Design Leadership, Securing the Strategic Value of Design


pmwj18-jan2014-subramanian-IMAGE1 - BOOKBook Title: Design Leadership, Securing the Strategic Value of Design
Author:  Raymond Turner
Publisher:  Gower Publishing Limited
List Price:   US$ 94.95
Format:  Hard cover; 255 pages
Publication Date:   2013     ISBN: 978-1-4094-6323-8
Reviewer: Lakshmi Subramanian
Review Date:              Nov 2013

Introduction to the Book

Design Leadership” presents arguments about the value of design and how it can be leveraged for the benefit of the organization. Design directly impacts oft-used measures such as Gross margin, Net margin, Return on Investments, Operating costs and can be used as a Brand Asset as well. Organizations see design as a cost rather than an investment, as a thing instead of a process, or as a tactical rather than a strategic resource. However, design is a business tool that makes strategy visible, and design leadership is a commercial and social imperative. Design spend is the single biggest expenditure that the Board knows the least about.

Good design is good business. However, most organizations don’t pay heed to design and its role in the big picture. This book presents arguments for putting design in the DNA of business and demonstrates how design leadership can positively impact the strategic objectives.

Overview of Book’s Structure

The book is divided into 4 parts with 18 chapters in total – 1. Preparing the ground, 2. The how and what of delivery, 3. Looking back to look forward, and 4. Case examples.

In Preparing the ground, the author touches upon the challenges that design faces currently – sceptics who think design is a thing and not a process and as a cost and not an investment and how to convert them by the authority of argument, rather than by the argument of authority. The author presents arguments on why design is relevant and can increase brand value, reduce costs and time to market. Demonstrations on how design can drive these key indicators that measure business is quite resourceful, should you need to make an argument on the relevance of design.

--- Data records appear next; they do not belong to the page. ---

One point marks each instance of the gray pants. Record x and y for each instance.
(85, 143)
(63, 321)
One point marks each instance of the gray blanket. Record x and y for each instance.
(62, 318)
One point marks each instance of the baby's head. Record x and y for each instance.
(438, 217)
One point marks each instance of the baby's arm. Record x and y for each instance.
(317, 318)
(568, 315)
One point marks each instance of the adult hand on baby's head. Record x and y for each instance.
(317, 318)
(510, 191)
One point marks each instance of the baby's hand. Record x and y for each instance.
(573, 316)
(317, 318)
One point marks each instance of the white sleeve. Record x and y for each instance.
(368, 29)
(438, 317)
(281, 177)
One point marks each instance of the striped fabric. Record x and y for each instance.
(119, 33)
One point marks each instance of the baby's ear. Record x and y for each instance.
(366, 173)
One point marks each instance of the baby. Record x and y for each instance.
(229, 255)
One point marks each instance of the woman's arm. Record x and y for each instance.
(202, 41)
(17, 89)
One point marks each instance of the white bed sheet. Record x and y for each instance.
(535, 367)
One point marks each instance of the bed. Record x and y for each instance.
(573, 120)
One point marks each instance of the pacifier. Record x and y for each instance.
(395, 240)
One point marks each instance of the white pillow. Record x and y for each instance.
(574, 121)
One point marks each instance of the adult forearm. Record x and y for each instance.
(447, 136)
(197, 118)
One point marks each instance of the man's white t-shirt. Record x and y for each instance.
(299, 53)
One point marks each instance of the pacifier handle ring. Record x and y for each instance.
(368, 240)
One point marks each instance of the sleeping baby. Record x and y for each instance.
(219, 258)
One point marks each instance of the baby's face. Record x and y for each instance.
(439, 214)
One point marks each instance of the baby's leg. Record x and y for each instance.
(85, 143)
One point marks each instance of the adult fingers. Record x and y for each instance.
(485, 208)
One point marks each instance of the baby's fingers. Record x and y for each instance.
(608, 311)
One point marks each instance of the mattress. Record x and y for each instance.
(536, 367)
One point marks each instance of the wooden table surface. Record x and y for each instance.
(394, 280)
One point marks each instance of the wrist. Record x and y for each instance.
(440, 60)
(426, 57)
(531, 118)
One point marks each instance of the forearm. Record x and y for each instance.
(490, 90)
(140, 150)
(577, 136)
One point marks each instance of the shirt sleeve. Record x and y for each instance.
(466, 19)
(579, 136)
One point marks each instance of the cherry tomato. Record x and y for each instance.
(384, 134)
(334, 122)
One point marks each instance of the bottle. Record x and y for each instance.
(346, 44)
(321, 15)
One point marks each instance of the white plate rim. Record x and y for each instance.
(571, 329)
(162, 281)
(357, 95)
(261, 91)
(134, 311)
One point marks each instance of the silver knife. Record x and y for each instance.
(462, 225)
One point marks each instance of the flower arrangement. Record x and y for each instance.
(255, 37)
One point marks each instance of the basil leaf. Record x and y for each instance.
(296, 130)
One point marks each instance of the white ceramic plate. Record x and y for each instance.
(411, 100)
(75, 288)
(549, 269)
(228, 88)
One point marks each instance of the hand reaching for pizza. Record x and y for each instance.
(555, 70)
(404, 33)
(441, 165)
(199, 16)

In The how and what of delivery, the author explains the differences between design management and design leadership, where the former addresses “the how” to get design implemented and the latter provides direction to manage. A diagram showing basic links between strategic intent and design response is a must-see and is oft repeated in different contexts. Using an opportunity to leverage design is discussed in detail under ‘Milestones of Design Management’ and ‘Process of Design Leadership’. The behavioral styles of Line managers, Functional Managers and Design clients are also discussed.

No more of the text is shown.